AlexIIL / SimplePipes

A small test pipes mod based around LibBlockAttributes
Mozilla Public License 2.0
32 stars 14 forks source link

Some random things infos & Suggestions #30

Open Speiger opened 4 years ago

Speiger commented 4 years ago

https://github.com/AlexIIL/SimplePipes/blob/0.2.x-1.14.x/src/main/java/alexiil/mc/mod/pipes/blocks/BlockPipe.java#L134 Last Parameter is "isMoving" which is used in removeBlock (forge mappings) Edit: isMoving stands for if it is pushed by a piston right now.

https://github.com/AlexIIL/SimplePipes/blob/0.2.x-1.14.x/src/main/java/alexiil/mc/mod/pipes/blocks/TileTrigger.java#L23 Suggestion: Remove the TileEntity from the client side ticking list that way this check is not needed.

https://github.com/AlexIIL/SimplePipes/blob/0.2.x-1.14.x/src/main/java/alexiil/mc/mod/pipes/blocks/TileTrigger.java#L26 Doesn't TileEntity have a cache of its own BlockState? (Performance improvement)
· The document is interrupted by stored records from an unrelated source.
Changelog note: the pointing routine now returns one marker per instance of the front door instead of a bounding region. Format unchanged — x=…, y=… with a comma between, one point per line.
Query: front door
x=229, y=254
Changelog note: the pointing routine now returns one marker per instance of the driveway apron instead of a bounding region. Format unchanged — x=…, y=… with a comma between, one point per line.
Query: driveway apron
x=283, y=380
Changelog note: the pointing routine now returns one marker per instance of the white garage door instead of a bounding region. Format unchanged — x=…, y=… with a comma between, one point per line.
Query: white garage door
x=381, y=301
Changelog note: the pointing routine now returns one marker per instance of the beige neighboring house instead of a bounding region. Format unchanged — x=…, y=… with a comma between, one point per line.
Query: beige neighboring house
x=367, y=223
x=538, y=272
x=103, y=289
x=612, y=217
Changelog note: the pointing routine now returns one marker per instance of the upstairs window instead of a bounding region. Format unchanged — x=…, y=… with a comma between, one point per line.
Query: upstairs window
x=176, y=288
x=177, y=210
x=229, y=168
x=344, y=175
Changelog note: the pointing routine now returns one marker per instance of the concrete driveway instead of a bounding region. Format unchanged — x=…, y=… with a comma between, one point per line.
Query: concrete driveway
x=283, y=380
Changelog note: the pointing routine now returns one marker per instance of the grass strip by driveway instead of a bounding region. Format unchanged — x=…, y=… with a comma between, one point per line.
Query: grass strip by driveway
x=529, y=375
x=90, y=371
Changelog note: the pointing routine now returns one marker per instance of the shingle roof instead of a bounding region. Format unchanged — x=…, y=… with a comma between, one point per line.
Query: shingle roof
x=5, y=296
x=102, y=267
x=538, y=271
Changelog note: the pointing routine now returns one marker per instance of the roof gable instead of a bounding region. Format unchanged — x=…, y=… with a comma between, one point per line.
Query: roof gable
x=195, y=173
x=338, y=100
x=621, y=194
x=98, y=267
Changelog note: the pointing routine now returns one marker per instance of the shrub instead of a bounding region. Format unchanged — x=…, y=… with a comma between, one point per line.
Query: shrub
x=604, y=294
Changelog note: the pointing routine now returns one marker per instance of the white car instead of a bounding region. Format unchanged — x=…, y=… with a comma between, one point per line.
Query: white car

https://github.com/AlexIIL/SimplePipes/blob/0.2.x-1.14.x/src/main/java/alexiil/mc/mod/pipes/blocks/PipeFlowItem.java#L160 Since bc was your inspiration why do you move back to a compoundNBT? You have so much networking overhead with that one, not because its a compoundNBT but because of the "keyStrings". If you want to keep the compound my suggestion would be: Channel Everything into a byteBuf (or ByteBuffer) and then compress it and then put the resulting byteArray into a compoundNBT that way you have the least overhead and even have compression in there. (Networking is the biggest issue with this kind of mod)

Yeah I should stop nitpicking at all the things. I just started looking into this because i am interested in transportation in general (Sponging knowledge)

AlexIIL commented 4 years ago

Unlike BuildCraft (which I put a lot more effort into) I don't really care about the performance of SimplePipes - it's a quick copy-paste of buildcraft to check to see how viable porting BC itself to fabric is. (And as such I don't want to put much time into optimising it, as I'd rather spend that time porting or optimising buildcraft itself).

However as some things you've raised apply to buildcraft too (including #29) I see no reason not to at least answer you (even though it's very unlikely that I'll make any of these changes to SimplePipes.

Last Parameter is "isMoving" which is used in removeBlock (forge mappings)

I was going off 1.14 yarn mappings - which didn't used to have parameter names, however I did pick up on this during my 1.15 port as they've added param names to yarn (even though I haven't pushed it yet... I will soon!)

Suggestion: Remove the TileEntity from the client side ticking list that way this check is not needed.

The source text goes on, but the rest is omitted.